False Assurances of Eternity

I’ve never read George MacDonald’s Thomas Wingfold, Curate, but in the anthology C. S. Lewis put together of MacDonald’s writings, one selection from that book stood out to me this morning. I think the nugget in this excerpt is worth noting.

It begins with MacDonald quoting someone who says, “I cannot see what harm would come of letting us know a little—as much at least as might serve to assure us that there was more of something on the other side.”

Don’t we hear that quite often today? People just want some kind of assurance that death isn’t final, that there is something that awaits hereafter. The problem is that they almost don’t care what that something is as long as it isn’t too bad.

MacDonald explains that “their fears allayed, their hopes encouraged from any lower quarter, men would (as usual) turn away from the Fountain, to the cistern of life.”

Mankind will accept any explanation of the afterlife that provides some assurance, yet they stubbornly resist the only Source of knowledge of what actually transpires upon death; they don’t turn to the “Fountain” where eternal life is found.

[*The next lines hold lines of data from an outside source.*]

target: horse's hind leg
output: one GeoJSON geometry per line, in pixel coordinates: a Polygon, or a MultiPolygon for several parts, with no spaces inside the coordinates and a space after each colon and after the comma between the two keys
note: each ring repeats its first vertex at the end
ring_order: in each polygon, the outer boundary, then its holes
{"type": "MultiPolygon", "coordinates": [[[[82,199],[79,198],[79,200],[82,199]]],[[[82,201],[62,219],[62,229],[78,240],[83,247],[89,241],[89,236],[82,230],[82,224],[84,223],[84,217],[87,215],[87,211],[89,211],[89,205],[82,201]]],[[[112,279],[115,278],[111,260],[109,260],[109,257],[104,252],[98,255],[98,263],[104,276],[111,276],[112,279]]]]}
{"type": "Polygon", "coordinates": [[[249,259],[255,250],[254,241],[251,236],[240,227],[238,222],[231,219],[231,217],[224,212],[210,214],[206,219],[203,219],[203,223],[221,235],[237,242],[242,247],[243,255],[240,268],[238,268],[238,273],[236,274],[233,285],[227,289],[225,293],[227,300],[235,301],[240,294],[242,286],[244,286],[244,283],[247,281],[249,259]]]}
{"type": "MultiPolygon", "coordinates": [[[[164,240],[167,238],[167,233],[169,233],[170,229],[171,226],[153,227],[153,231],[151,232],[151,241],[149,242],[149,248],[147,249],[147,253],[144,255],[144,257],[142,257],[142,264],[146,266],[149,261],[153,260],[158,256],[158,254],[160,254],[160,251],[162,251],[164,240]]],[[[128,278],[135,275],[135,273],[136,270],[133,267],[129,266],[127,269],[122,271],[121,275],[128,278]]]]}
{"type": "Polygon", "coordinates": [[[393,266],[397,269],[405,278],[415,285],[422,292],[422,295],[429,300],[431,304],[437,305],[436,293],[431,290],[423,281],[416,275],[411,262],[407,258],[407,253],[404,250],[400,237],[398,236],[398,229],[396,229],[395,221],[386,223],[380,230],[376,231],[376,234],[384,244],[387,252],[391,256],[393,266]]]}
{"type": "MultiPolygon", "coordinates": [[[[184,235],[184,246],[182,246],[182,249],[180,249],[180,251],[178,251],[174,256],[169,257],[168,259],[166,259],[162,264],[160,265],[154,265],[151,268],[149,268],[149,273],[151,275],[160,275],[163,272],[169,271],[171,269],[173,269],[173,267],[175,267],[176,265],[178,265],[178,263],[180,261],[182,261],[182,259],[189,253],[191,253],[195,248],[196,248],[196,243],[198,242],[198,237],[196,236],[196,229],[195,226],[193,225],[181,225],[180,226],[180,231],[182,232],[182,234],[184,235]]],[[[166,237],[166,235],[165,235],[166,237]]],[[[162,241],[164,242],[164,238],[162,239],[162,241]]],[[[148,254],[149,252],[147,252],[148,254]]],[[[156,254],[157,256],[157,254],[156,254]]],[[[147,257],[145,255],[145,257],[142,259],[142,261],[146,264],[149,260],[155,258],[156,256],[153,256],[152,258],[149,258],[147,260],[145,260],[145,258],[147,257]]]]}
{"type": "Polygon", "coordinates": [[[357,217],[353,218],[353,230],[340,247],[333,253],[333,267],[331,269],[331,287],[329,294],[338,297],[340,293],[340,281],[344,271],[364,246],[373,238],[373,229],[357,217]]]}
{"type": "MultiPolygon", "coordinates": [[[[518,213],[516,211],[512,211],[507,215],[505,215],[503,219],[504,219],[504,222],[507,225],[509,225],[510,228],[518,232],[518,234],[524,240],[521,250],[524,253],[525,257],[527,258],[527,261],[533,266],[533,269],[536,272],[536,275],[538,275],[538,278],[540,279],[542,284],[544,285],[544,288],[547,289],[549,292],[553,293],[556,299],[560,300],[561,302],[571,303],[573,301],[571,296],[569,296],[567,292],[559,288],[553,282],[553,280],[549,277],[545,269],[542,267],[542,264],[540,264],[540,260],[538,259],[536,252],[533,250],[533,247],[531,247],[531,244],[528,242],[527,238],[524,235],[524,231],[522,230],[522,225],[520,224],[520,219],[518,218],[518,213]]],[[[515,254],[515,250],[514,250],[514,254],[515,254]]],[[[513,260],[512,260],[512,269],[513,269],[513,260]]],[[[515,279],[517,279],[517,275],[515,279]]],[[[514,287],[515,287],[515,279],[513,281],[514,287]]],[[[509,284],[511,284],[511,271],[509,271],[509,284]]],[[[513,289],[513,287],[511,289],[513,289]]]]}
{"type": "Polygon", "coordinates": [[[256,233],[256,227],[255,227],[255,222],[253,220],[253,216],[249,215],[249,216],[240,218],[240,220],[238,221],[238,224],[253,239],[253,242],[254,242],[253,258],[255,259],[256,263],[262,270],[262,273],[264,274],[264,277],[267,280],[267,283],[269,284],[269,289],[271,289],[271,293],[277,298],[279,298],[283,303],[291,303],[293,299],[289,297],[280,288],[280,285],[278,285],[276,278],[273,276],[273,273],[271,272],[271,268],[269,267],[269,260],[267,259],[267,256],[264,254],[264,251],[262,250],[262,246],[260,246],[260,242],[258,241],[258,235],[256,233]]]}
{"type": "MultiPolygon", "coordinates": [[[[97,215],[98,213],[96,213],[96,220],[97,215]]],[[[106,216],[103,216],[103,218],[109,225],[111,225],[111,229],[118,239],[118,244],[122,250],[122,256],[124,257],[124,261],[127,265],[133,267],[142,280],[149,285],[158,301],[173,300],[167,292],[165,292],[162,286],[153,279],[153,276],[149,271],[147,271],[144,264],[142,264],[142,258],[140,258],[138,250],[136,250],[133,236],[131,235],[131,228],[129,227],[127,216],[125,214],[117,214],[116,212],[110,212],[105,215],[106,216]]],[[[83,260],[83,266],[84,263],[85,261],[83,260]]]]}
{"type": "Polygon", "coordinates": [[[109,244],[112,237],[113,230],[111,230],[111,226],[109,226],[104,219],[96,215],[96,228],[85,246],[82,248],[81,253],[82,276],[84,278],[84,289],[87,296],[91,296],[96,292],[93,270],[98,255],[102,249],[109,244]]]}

He then hits home with this insight:

That there are thousands who would forget God if they could but be assured of such a tolerable state of things beyond the grave as even this wherein we now live, is plainly to be anticipated from the fact that the doubts of so many in respect of religion concentrate themselves nowadays upon the question whether there is any life beyond the grave; a question which . . . does not immediately belong to religion at all.

What does he mean? People don’t really want to know the God who offers life beyond the grave; they simply want to know there is something. God is an afterthought.

Satisfy such people, if you can, that they shall live, and what have they gained? A little comfort perhaps—but a comfort not from the highest source, and possibly gained too soon for their well-being.

Does it bring them any nearer to God than they were before? Is He filling one cranny more of their hearts in consequence?

Simply coming to some kind of assurance that life goes on after one dies is not only insufficient—it is a delusion by itself. It ignores the stark Scriptural reality that there are two destinations after death, and only one is a state of eternal joy. Further, there is only one path to that joy:

Jesus answered, “I am the way and the truth and the life. No one comes to the Father except through me. John 14:6

Hell is just as real as heaven, but most people don’t want to believe that. They want the assurance that all will go to the same blissful eternity. Yet, as Jesus warns,

For the gate is small and the way is narrow that leads to life, and there are few who find it. Matthew 7:14

That’s not a popular message. It refuses to agree with the culture that assumes all roads lead to the same place.

Unfortunately, the message is not popular in many churches either. How many pastors teach this truth? How many are providing false assurances?

If we truly love others, we will want them to know the truth and not be misled. Warnings are essential in the proclamation of the Gospel. The Good News must be preceded by the bad news. That’s what makes the Good News good.